跳转至

Session history and session pinning(会话历史(Session history)与会话固定(Session pinning))

Sessions

When you initialize a Code Workbook environment within a Spark module, a series of metadata is attributed to the module. This metadata can be divided in two categories: the compute information and the environment information. A session is an instantiation of these settings as part of a Spark module lifecycle or, informally, “what was true about a given Spark module during its lifetime”.

The compute information includes details about the Spark settings attributed to the Spark module, as well as other relevant information such as jar dependencies, resource identifiers, and the type of module being launched. On the other hand, the environment information can be further broken down into two categories: the requested and resolved environments. A requested environment is a set of conda specifications, such as requesting pandas=2.* or python<3.10, while the resolved environment is a set of resolved packages that satisfy the constraints established by the requested environment. It is important to note that a requested environment is non-deterministic, while a resolved environment, by definition, is a permanent solution of a given requested environment. As a result, two identical requested environments may lead to different resolved environments. For example, requesting python>=3.6 in 2017 would likely resolve to Python 3.6, while the same request today could lead to Python 3.10.

Session history

Code Workbook provides information about all the recent sessions of a Workbook. To consult the session history of a Workbook, select the Environment dropdown of Code Workbook and select View session history.

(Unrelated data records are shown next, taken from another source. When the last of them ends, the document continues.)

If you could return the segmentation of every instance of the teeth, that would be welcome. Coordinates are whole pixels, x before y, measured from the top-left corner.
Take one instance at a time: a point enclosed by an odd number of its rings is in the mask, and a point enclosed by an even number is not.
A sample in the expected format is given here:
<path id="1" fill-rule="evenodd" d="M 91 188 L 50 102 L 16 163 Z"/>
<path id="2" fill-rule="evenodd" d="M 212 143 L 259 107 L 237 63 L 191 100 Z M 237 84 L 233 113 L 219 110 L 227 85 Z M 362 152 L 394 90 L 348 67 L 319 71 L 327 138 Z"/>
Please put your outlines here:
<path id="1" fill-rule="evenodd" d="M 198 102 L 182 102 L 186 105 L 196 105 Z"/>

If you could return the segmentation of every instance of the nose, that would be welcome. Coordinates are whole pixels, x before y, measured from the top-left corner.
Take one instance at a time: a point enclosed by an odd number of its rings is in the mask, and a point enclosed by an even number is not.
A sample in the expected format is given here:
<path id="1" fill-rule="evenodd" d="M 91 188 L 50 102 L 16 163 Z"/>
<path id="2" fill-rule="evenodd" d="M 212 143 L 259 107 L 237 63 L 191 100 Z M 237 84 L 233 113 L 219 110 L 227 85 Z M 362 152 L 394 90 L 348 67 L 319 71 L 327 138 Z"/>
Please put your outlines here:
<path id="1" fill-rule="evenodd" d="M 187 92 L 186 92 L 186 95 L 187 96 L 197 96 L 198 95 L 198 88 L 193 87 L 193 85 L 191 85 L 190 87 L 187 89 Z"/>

View session history dropdown button

The Session history window provides information through three different tabs: Compute information, Requested environment, and Resolved environment. The left pane provides the ID of the session as well as the timestamp at which the session was initialized. The icon to the left of the session ID will indicate whether it successfully initialized (green), failed (red), or other (blue). A blue session typically means that the session has not finished initializing and therefore reached neither failed or success states.

Session history window

Compute information

The Compute information tab offers information about the type of Spark module that was requested for a given session:

  • moduleAssignmentInfo: General information about whether an environment was spun up by a specific user for interactive Workbook usage or by a background job, such as a scheduled build. For more information about the difference between an interactive and a build module, see batch builds and interactive builds.
  • moduleLaunchInfo: Metadata about the properties assigned to the Spark module itself. This includes the following fields:
  • sparkModuleRid: The unique identifier of the Spark module. Given that there is a 1:1 mapping between a module and a session, you will notice that the sparkModuleRid and the sessionId will share the same unique identifier
  • profileRid: The unique identifier of the profile with which the Spark module was initialized.
  • isCustomEnv: Whether that session was initialized using a custom environment. Recall that a custom environment in Code Workbook is defined as any standard profile that was modified directly in the Environment configuration menu of the Code Workbook interface.
  • jarDependencies: A list of all jar dependencies manually added to the profile in Control Panel.
  • moduleLaunchType: Can either be WARM_MODULE or ON_DEMAND_MODULE. Indicates whether the session used an already initialized module from the warm module queue, or requested a fresh module to start its initialization process.
  • moduleResources: All the compute information tied to the module, including driver and executor memory, amount of executors, and more.

Requested environment

The Requested Environment tab offers information about the desired environment settings before the start of its initialization:

  • Initialization Mode: The type of Code Workbook initialization to be performed for that session. It can either be solve, file, or docker. For more information on the types of initializations in Code Workbook, see documentation about environment optimizations.
  • Environment repository: The key under which the environment in question is stored. For non-custom environments, this will be the profileRid used for the session. For custom environments, this will be the workbookRid of the workbook in which the profile was customized.
  • Requested packages: The list of requested packages submitted for the initialization process. This list will include both the packages specifically requested by the profile, as well as any additional packages automatically requested by Code Workbook for it to function.
  • Backing repositories: The list of channels from which the installed packages were sourced.

Resolved environment

The Resolved Environment tab offers information about the environment packages used as part of the initialization. This includes the time it took the initialize environment, as well as the packages and their versions that ultimately got installed onto the module. This information is particularly important, as the session rollback feature of Code Workbook borrows the resolved environment of a previous session rather than a requested environment.

Compare sessions

It is often helpful to compare two given sessions to understand how a given environment may have changed. The Session history window allows you to compare your current session with any historical session. You can access the session history comparison tab by selecting Compare sessions at the top right of the session history window.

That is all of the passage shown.